The Petroleum and Natural Gas Regulatory Board (PNGRB) in its April 9 order asked IGL, the sole supplier of compressed natural gas in Delhi & NCR, to cut its network tariff by 63%. It also asked the firm to refund the difference to its customers for the period from April 1, 2008 till the date of issuance of order.

The company said it had incurred expenditure, invested money and spent on day-to-day operations. It had not kept aside money that can be refunded.

"Considering the estimated amount that the Petitioner would have to refund if the impugned order has to be implemented, then it would cause a huge financial strain on the petitioner and all future earnings, if any, will have to be spent towards making this payment. This would be extremely prejudicial to the Petitioner, its shareholders, the network, consumers and the industry as a whole," it said in the petition.

It also said the regulator had no authority to issue the order. "...there is no power conferred by PNGRB to determine network tariff and compression charges or final sale price of the gas supplied by a CGD entity."

Sources in PNGRB however said that the company's allegations were baseless because the company was notified since 2008 regarding this regulation.

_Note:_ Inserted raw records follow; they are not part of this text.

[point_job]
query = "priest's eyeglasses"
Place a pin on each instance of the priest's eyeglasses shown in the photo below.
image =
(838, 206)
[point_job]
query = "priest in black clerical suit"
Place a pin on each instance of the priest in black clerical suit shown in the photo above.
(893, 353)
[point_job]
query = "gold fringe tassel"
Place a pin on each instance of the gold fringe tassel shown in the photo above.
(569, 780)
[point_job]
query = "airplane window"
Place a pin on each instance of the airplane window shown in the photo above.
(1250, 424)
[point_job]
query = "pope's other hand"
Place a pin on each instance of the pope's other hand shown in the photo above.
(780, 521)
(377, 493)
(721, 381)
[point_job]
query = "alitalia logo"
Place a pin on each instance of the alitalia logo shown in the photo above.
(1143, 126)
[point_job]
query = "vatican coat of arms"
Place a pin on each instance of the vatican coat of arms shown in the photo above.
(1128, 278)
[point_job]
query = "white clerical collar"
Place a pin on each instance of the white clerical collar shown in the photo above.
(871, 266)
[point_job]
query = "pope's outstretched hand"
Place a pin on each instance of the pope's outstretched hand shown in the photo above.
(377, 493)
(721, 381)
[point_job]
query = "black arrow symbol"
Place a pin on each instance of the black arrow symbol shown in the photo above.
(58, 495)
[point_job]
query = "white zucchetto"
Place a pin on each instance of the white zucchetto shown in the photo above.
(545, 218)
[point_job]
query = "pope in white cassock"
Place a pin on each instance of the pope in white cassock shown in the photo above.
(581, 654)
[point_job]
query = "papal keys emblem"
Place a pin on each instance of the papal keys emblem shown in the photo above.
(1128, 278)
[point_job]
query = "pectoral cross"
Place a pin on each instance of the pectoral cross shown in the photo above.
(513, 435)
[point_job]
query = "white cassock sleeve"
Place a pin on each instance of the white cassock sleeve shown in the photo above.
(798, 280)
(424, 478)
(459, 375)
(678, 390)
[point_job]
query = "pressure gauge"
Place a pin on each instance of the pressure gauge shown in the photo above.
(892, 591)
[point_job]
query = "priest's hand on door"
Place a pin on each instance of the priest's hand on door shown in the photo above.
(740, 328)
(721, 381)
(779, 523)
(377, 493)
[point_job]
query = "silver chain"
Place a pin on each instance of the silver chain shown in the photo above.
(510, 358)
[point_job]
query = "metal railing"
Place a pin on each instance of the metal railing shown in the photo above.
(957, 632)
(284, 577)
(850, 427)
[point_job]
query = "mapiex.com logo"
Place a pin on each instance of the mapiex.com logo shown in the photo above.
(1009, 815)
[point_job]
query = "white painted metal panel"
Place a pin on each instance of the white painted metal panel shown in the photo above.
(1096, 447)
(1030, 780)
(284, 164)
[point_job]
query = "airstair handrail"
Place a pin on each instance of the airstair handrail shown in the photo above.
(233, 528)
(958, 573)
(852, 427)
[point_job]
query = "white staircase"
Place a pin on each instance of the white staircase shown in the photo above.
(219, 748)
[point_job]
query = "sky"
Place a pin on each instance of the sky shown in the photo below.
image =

"IGL participated in all the regulatory framework meetings and the bidding processes. If PNGRB does not have the power to regulate the tariff, how come the company is accessing the board's approved gas transmission network?" said a former official of PNGRB on the condition of anonymity. IGL moved high court on April 10, 2012 challenging the constitutionality and the legality of the powers of the PNGRB to fix the tariff and also raised doubts over PNGRB Act 2006.